3 - Sortir de toutes les formes de jugements

Nous sommes Un sur un certain plan, 
tout jugement divise ce corps collectif

                                                                                                                                                    Article écrit en avril 2021
« Les conflits qui se manifestent dans l’histoire du monde sont d’abord ceux qui se vivent à l’intérieur de chacun... Le monde n’est constitué pour l’essentiel que de la projection de ces mondes intérieurs multiples et contradictoires ».
Cette citation de Jean-Yves Leloup inspire ce partage sur l’un des enjeux spirituels majeurs des mutations actuelles. Cet enjeu se joue dans le plan de l’invisible et est beaucoup plus fécond qu’on ne peut l’imaginer : il s’agit d’un appel à quitter toutes formes de jugement qui créent de la séparation et de la division, alors que seule l’Unité nous permettra de traverser cette transition.
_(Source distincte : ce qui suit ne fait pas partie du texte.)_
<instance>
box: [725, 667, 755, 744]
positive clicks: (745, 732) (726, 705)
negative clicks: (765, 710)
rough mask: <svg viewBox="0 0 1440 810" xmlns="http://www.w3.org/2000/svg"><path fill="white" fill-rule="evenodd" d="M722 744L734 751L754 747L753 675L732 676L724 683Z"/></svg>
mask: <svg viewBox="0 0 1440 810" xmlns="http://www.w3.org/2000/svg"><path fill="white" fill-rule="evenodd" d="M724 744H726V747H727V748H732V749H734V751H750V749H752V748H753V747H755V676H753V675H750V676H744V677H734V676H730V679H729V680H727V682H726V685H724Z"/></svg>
Comme évoqué dans l’article les-trois-plans-que-chaque-personne-porte-elle, l’humanité, la création est Une. La spiritualité, comme la physique quantique, nous disent cette unité. Par conséquent, toute pensée ou toute parole de jugement divise le corps collectif, co-crée les guerres, les intégrismes, les divisions… 
Paul, dans l’évangile, évoque cette image du corps qu’est l’humanité, et le Christ l’exprime souvent, entre autres lorsqu’il dit « ce que vous faites au plus petit d’entre les miens, c’est à moi que vous le faites ».
 
Ne pas juger n’empêche pas d’être lucide sur la dimension blessée et conditionnée de notre dimension humaine. Au cours de mes rencontres, je peux voir les conséquences des blessures et des conditionnements individuels et collectifs vécus, et ceci sans jugement. Et sans que cela ne m’empêche de voir la dimension d’être au-delà de ces conditionnements.
Pour cela il suffit d’avoir fait le même chemin intérieurement, c’est-à-dire d’avoir exploré et accueilli ses propres zones d’ombre et ses propres conditionnements, sans se juger, ce qui est une condition nécessaire à la guérison. J’ai suffisamment exploré et apprivoisé mes propres parts d’ombre pour ne plus avoir envie de juger qui que ce soit.   
 
Ne pas juger n’empêche cependant pas de trancher. Le Christ nous y invite : que votre oui soit oui, et que votre non soit non. Juger, c’est créer une frontière entre la personne jugée et la personne jugeant, c’est considérer que l’autre est dans le mauvais camp, ce qui sous-entend que moi je suis dans le bon camp. Alors que trancher, c’est avant tout un chemin d’unité intérieure ou je décide qui je laisse régner en moi : l’ego ou ma nature divine.  
Trancher, c’est dire un oui inconditionnel à l’amour et à l’unité, et donc dire non à tout ce qui en moi s’identifie à des pensées égotiques qui délimitent mon territoire, en réaction à l’autre vécu comme un danger, créant ainsi des frontières.

A partir de là nous pouvons dire non à certaines pratiques de consommation, non à l’utilisation de certains médias, non à certains discours politiques, non aussi à certaines relations que l’on sent nocives, non à certaines croyances limitantes…, sans pour autant juger ce à quoi on dit non. Il s’agit de choisir la vie, l’amour, la lumière, la tendresse, l’unité… et donc de dire non aux pensées de séparations et de divisions. 
 
Chaque fois que nous choisissons de ne pas juger, mais juste de dire oui à l’amour, à la beauté, à l’unité au-delà des apparences… et non à toutes les pensées, paroles et actes de séparation, alors nous soignons le monde. Posture apparemment non efficace mais en fait profondément féconde…

Mère, la compagne spirituelle de Sri Aurobindo, exprime aussi à sa manière ce Corps collectif, comme l’ont fait de nombreux mystiques : « j’ai une curieuse impression d’une espèce de trame, de trame avec des fils… comme très lâches, c’est-à-dire pas serrés, qui unit tous les événements, et si on a le pouvoir sur une des trames, il y a tout un champ de circonstances qui en apparence n’ont rien à voir les unes avec les autres,mais qui sont liés là, et dont l’une nécessairement implique l’existence de l’autre. Ce sont des circonstances dépendantes les unes des autres d’une façon tout à fait invisible extérieurement, qui n’a pas de logique mentale, mais qui sont comme liées les unes aux autres. Si l’on est conscient, vraiment conscient de cela, c’est comme cela qu’on peut changer les circonstances. On touche un coin et tout bouge ».